Bütün sürûr u şetâretti gördüğüm harekât!
Onar parayla biraz sallandırdılar... Derken,
Dururdu 'Yandı! ' sadâsıyle türküler birden,
- Ayol, demin daha yanmıştı a! Herif sen de,
- Peki kızım, azıcık fazla sallarım ben de.
'Deniz dalgasız olmaz
Gönül sevdasız olmaz
Yâri güzel olanın
Başı belâsız olmaz!
Haydindi mini mini maşallah
Kavuşuruz inşallah...'
Fakat bu levha-i handâna karşı, pek yaşlı,
Bir ihtiyar kadının koltuğunda gür kaşlı,
Uzunca saçlı güzel bir kız ağlayıp duruyor.

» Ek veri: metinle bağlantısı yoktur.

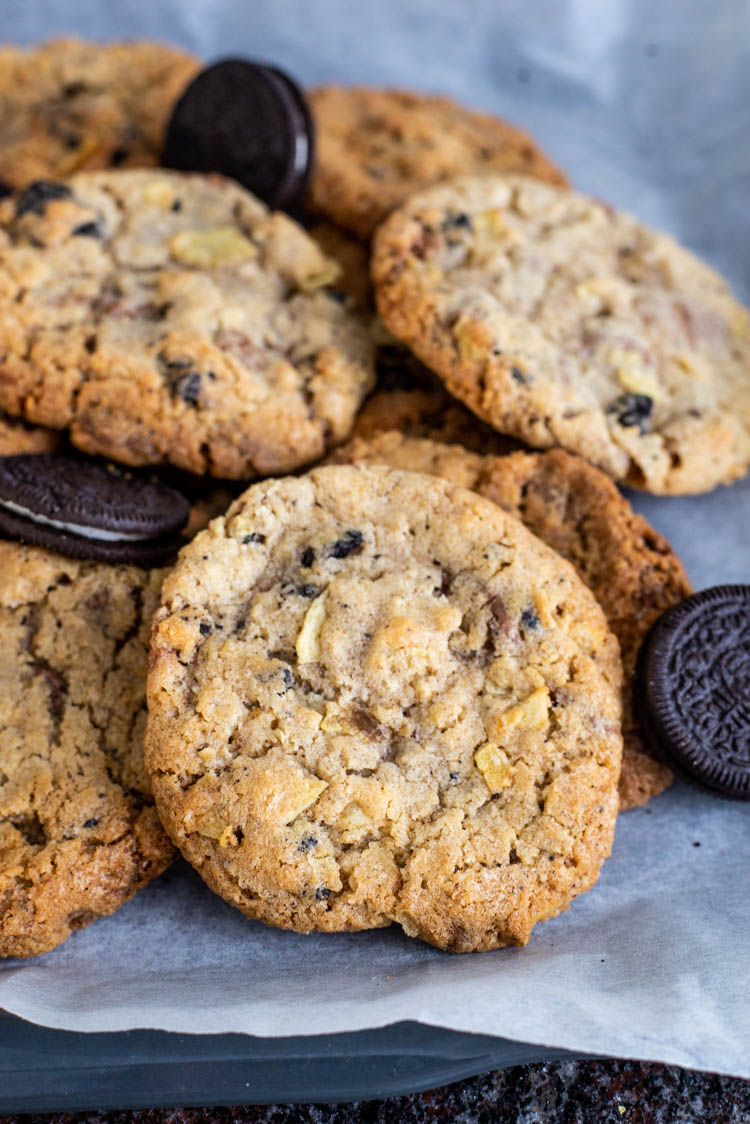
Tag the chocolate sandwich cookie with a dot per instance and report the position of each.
(170, 318)
(249, 121)
(84, 509)
(694, 697)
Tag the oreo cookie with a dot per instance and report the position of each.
(249, 121)
(693, 689)
(86, 509)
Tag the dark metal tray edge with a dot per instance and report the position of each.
(50, 1070)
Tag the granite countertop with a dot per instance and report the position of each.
(550, 1093)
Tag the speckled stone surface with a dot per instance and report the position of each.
(552, 1093)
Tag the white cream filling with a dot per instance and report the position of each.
(301, 148)
(107, 536)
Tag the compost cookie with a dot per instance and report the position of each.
(376, 147)
(565, 323)
(375, 697)
(69, 106)
(163, 317)
(578, 511)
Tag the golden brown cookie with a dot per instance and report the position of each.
(376, 697)
(69, 106)
(377, 147)
(353, 261)
(165, 317)
(568, 504)
(565, 323)
(18, 436)
(79, 833)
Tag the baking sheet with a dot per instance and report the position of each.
(648, 106)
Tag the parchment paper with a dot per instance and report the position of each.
(649, 106)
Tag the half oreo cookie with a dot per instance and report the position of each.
(246, 120)
(693, 689)
(86, 509)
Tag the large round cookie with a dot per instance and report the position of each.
(376, 697)
(171, 317)
(377, 147)
(577, 510)
(18, 436)
(566, 323)
(79, 833)
(68, 106)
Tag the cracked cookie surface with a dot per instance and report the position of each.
(578, 511)
(69, 106)
(164, 317)
(376, 147)
(376, 697)
(79, 832)
(565, 323)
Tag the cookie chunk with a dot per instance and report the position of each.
(376, 697)
(565, 323)
(351, 257)
(164, 317)
(568, 504)
(70, 106)
(79, 833)
(18, 436)
(377, 147)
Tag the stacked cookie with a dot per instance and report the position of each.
(394, 688)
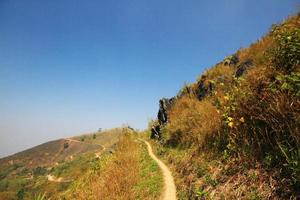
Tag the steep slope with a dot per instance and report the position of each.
(234, 133)
(51, 167)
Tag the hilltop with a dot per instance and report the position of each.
(234, 133)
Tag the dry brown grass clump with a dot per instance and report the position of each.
(192, 122)
(118, 179)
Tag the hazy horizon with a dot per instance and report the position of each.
(68, 68)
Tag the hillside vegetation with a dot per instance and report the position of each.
(235, 132)
(111, 164)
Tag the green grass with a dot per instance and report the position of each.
(151, 181)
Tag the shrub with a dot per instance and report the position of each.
(286, 54)
(192, 122)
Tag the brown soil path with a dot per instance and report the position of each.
(169, 185)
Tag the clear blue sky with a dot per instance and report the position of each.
(68, 66)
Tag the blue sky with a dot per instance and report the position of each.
(68, 67)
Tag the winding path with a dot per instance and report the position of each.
(169, 185)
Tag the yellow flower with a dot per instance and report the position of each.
(242, 120)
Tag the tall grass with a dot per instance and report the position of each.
(192, 122)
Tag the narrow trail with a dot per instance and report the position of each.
(169, 185)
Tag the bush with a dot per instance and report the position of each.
(286, 54)
(192, 122)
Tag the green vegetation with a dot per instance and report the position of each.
(150, 184)
(248, 124)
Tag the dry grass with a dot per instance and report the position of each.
(192, 122)
(117, 179)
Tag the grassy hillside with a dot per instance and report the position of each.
(111, 164)
(51, 167)
(235, 132)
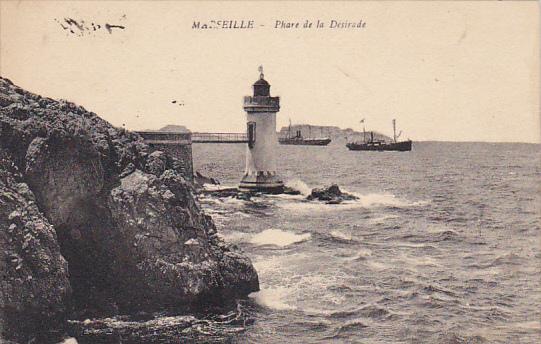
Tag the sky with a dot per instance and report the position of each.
(447, 71)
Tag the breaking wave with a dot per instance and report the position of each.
(278, 237)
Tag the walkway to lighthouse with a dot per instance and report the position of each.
(219, 138)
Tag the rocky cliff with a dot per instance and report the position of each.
(83, 199)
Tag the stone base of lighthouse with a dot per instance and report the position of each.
(262, 181)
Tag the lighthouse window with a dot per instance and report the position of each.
(251, 134)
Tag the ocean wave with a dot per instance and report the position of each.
(386, 199)
(373, 200)
(272, 298)
(368, 311)
(278, 237)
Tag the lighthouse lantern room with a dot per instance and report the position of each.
(260, 173)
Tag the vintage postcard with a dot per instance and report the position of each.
(270, 172)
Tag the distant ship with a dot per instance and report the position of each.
(379, 145)
(299, 140)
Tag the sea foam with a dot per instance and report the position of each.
(278, 237)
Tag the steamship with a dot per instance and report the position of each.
(380, 145)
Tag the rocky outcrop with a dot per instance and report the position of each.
(331, 195)
(124, 219)
(34, 287)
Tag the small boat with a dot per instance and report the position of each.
(379, 145)
(299, 140)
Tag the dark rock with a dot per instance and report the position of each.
(200, 179)
(291, 191)
(125, 220)
(156, 163)
(34, 287)
(331, 194)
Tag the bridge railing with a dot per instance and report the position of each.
(219, 138)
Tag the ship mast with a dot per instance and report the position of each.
(289, 129)
(394, 130)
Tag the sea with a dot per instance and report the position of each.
(443, 244)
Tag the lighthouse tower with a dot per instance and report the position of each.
(261, 108)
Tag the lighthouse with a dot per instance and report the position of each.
(260, 172)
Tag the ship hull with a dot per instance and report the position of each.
(403, 146)
(305, 142)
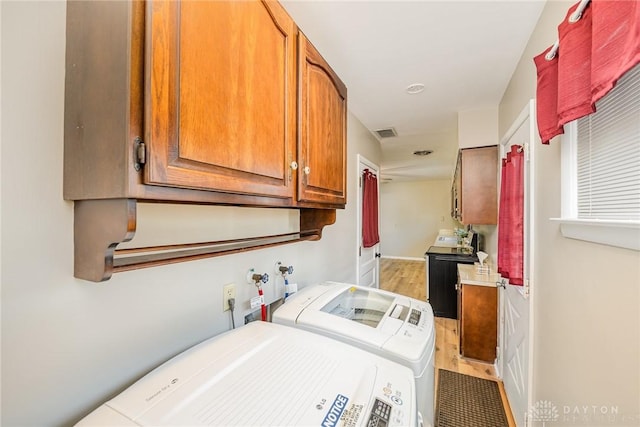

Gelen geçen 'Bu niçin ağlıyor? ' deyip soruyor.
- Yetim ayol... Bana evlâd belâsıdır bu acı
Çocuk değil mi? 'Salıncak' diyor...
- Salıncakçı!
Kuzum, biraz da bu binsin... Ne var sevâbına say...
Yetim sevindirenin ömrü çok olur...
- Hay hay!
Hemen o kız da salıncakçının mürüvvetine
Katıldı ağlamayan kızların şetâretine.